See RFC 2089: Implied Bounds. Hopefully one day there will be no need to ever repeat bounds from the type declaration again. (Though, given there's been no movement on it in 5 years, and the stdlib has been removing bounds from its types making it less useful, who knows if it will ever be implemented).

8 Likes

Implicit bounds seem to have some strange side effects. All I wanted was a simple syntactic candy, because I had been writing this over and over again, especially when I changed the generic argument list for the structure, and it was too much work.

For this reason, the editor's outline of the 300-plus lines of code doesn't help me read the code very well anymore.

1 Like

To be fair, that's also a question of editor UX. The outline should hide and/or abbreviate the generics and bounds stuff when the entry is collapsed. (Also, would be nice to better distinguish inherent impls from trait impls.)

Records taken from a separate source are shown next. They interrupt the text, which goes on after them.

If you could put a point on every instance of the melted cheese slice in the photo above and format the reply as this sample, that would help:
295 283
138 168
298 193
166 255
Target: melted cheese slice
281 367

Even so, too many entries are displayed. How do you read plain text code without the help of an editor ? Of course, a part of the reason is the syntax of 'Impl Trait for Struct' to violate the logical subject (I mean the center of what we search for when we read the code). Such a sequence makes us unable to find the naked eye to find what we need.If we use the 'for Struct {}' syntax, we not only get a satisfactory editor outline, but it is also a great help for reading the code with the naked eye.

Note that this is part of the concern with the feature -- it would make removing bounds from a type a breaking change, and thus if it were accepted we could never do it again in std.

EDIT: Though admittedly most of the things being removed in std are on methods, not on types. (Like https://doc.rust-lang.org/1.0.0/std/cell/struct.Cell.html has lots of bounds that are no longer there, but they're on the impl, not the struct itself.)

5 Likes

I don't understand why the proposed syntax provides any improvement over the status quo. It's got an extra level of indentation for no reason, it's not even shorter, and the change is detrimental to readability because none of the impls but the first one are close to the type name.

I just don't see the legitimate use case for this. If you are writing many (not just 2!) similar, short impls, that's a sign of missing abstraction, likely a supertrait. And if you are not willing to write 2 such impls, then you need to adjust your expectations.

1 Like

My understanding of abstraction is exactly the opposite of yours: I believe that as long as functionality is complete, we should be inclined to break up a large super trait into independent trait, even though they tend to be implemented simultaneously on the same thing.

I was not implying one should make giga-traits with all the methods in the world. I was suggesting to remove obvious repetition, nothing more.